Policies in API Security Testing (AST) define the type of attacks you wish your API endpoints would face. The vulnerabilities in your API endpoints are detected based on these attacks. You can select the attacks from the following three categories:

• Specific attacks — Traceable runs your selected tests on the API endpoints when you choose this option.

• All attacks — Traceable runs all available tests on your API endpoints when you choose this option. However, this may be time-consuming.

• Rule-based attacks—Traceable runs the available tests on the API endpoints based on the filters you apply when you choose this option. For example, the filters shown in the following screenshot identify Security Misconfiguration and High-severity vulnerabilities.
  

  

You can choose from the above attacks according to your requirements while creating a policy.

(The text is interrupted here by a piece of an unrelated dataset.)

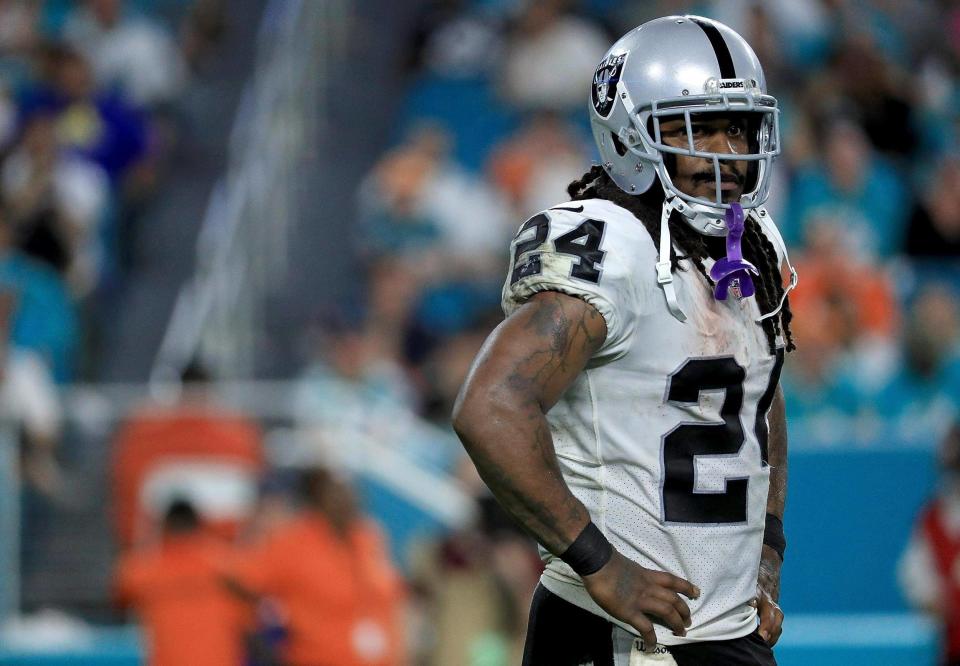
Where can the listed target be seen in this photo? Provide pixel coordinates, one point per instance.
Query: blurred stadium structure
(314, 198)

For all the categories of attacks, Traceable describes each attack and the OWASP category into which it falls. All the attacks fall into one of the following categories:

• Server-side request forgery

• Security misconfiguration

• JSON web token

• Access control

• Insecure design

• SQL injection

• Authorization

• Improper asset management

• Remote code execution

• Data Exposure

• Cross-site scripting

• Security headers

• TLS

• No SQL injection

• Business logic

• Authentication

Note

To run a suite scan, you need at least one policy. Policies apply to All Environments.

To create a policy, navigate to Testing → Policies and click the Create Scan Policy button. Creating a policy is a 3 step process.

• Select the attacks — Select attacks from one of the three categories listed above.

• Advance configuration — You can select the following advanced configurations:

  • Attack methods — Choose from GET, PUT, POST, DELETE, and PATCH

  • Attack coverage — This advanced option lets you choose the type of tests you wish to run:

    • Smoke — These are basic security tests for continuous coverage.

    • Optimized — Traceable runs fewer, smarter tests using selective payloads and learned data when you select this option.

    • Exhaustive — When you choose this option, Traceable attempts to cover all the scenarios with all possible attacks.

  • Run only safe attacks — Choose this option to run API Security Tests directly in the production environment. The tests run when you select this option are non-disruptive.

• Save the policy — Traceable displays a policy summary as the final step. Click on Create Policy to save the policy.